Perché la maggioranza in Senato è importante per i Democratici
Permetterà loro di nominare i giudici federali e bloccare eventuali procedimenti di impeachment dei Repubblicani, tra le altre cose
Nel fine settimana si è avuta la certezza che il Senato americano sarà nuovamente controllato dai Democratici, grazie alla vittoria della senatrice uscente Catherine Cortez Mastro in Nevada: attualmente i Democratici possono contare su 50 seggi contro i 49 dei Repubblicani, mentre per l’ultimo seggio da assegnare, quello della Georgia, bisognerà aspettare il ballottaggio del 6 dicembre tra il Democratico Raphael Warnock e lo sfidante Repubblicano Herschel Walker, noto per il suo passato da giocatore di football americano. Alla Camera, invece, i conteggi non sono ancora conclusi: i Repubblicani sembrano poter ottenere la maggioranza, ma i molti distretti ancora in bilico lasciano aperta la possibilità di un risultato opposto, seppur piuttosto remota.
Avere mantenuto il controllo anche solo del Senato è una vittoria importante per l’amministrazione del presidente Joe Biden: ha una grande valenza simbolica e politica – storicamente alle elezioni di metà mandato il partito di opposizione ottiene grandi risultati – ma anche effetti concreti che molto probabilmente si vedranno nei prossimi due anni.
In concreto la maggioranza in Senato permetterà ai Democratici di approvare le nomine presidenziali dei giudici federali, di bloccare le iniziative legislative repubblicane provenienti dalla Camera e di proporne di proprie, oltre a rendere impraticabili i percorsi verso eventuali impeachment del presidente o di altre figure amministrative, minacciati dall’ala più radicale dei Repubblicani.
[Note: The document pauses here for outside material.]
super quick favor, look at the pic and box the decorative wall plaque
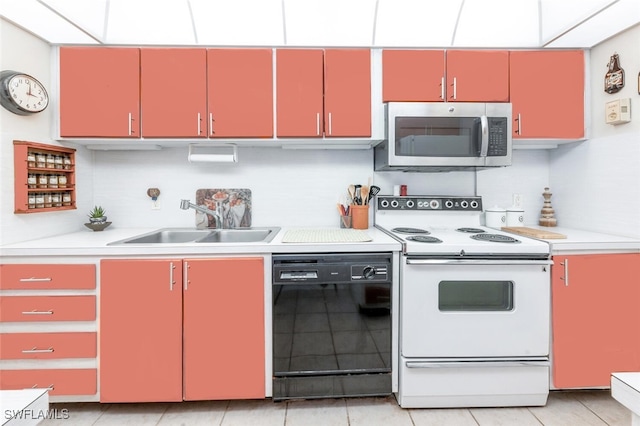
[604,53,625,94]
Senza un controllo totale del Congresso queste manovre, già complesse, non hanno alcuna possibilità di riuscita.
Riguardo ai giudici, negli Stati Uniti quelli federali sono di nomina presidenziale: è quindi il presidente a sceglierli, ma la decisione deve comunque essere approvata dal Senato. È un processo che riguarda tutti i livelli: sia quello più alto, con i giudici della Corte Suprema, sia più basso, con i giudici federali. Un controllo repubblicano del Senato avrebbe bloccato le nomine, come accadde ad esempio durante l’ultimo mandato di Barack Obama. Se si dovesse creare il caso, per rinuncia o morte, di una sostituzione di uno dei giudici della Corte Suprema, ora molto conservatrice dopo le nomine di Donald Trump, Biden avrebbe la possibilità di nominare e far eleggere un giudice da lui scelto. E nei prossimi due anni proporrà oltre 100 nuovi giudici federali, con ogni probabilità scelti in un’area più progressista.
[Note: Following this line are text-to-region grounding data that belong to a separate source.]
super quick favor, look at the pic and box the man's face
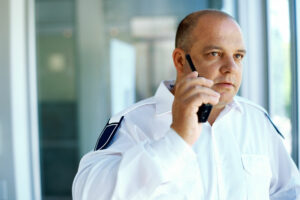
[186,15,246,107]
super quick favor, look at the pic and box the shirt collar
[154,80,174,115]
[228,96,244,114]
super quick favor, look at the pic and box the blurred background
[0,0,299,199]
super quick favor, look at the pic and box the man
[73,10,300,199]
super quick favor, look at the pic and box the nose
[220,55,239,74]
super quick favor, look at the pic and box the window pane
[267,0,292,154]
[36,0,78,199]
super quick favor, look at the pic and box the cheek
[196,62,219,79]
[236,67,243,86]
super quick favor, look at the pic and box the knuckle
[196,93,204,100]
[198,77,206,82]
[176,81,182,88]
[193,85,200,90]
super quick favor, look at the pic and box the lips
[217,82,234,85]
[214,81,235,88]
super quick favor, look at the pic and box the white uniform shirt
[73,81,300,200]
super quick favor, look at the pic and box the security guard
[73,10,300,199]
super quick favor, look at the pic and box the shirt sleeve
[72,124,202,200]
[269,128,300,199]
C’è poi una conseguenza immediata a livello politico: la maggioranza Democratica in Senato permetterà al governo di continuare a proporre leggi importanti al Congresso. Elizabeth Warren, senatrice del Massachusetts, ha detto: «Dovremo essere aggressivi e mettere i Repubblicani sulla difensiva, costringendoli a spiegare perché vorranno bloccare iniziative che aiuterebbero molti americani».
I Democratici potrebbero cercare di sfruttare le divisioni interne ai Repubblicani per cercare di trovare degli accordi con l’ala più moderata del partito avversario. Alle elezioni di metà mandato, infatti, sono stati sconfitti diversi candidati Repubblicani più estremisti, molti dei quali appoggiati da Donald Trump.
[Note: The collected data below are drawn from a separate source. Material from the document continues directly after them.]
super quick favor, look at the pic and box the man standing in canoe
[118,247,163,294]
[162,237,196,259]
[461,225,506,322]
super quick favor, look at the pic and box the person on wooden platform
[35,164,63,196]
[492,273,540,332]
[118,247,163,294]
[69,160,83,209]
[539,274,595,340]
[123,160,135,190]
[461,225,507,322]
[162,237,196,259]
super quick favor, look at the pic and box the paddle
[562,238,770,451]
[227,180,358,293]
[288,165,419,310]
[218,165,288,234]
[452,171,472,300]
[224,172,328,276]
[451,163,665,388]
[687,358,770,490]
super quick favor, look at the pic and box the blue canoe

Chuck Schumer, leader dei Democratici al Senato, ha detto: «Ora sanno che continuare a permettere che sia la parte di estrema destra a guidare il Partito Repubblicano è una strada che porta alla sconfitta». La vittoria in Senato ha indebolito il fronte più estremo dei Repubblicani, oltre che la posizione dello stesso Trump, e reso al contrario più forte e convinta l’azione dell’amministrazione in carica, nonostante i sondaggi sull’apprezzamento personale di Biden restino bassi.
Ipotizzare un ritorno alla collaborazione fra i due partiti al momento appare prematuro, specialmente prima di avere i dati definitivi sulla Camera: al momento siamo 212 seggi a 204 per i Repubblicani, con la soglia per la maggioranza fissata a 218.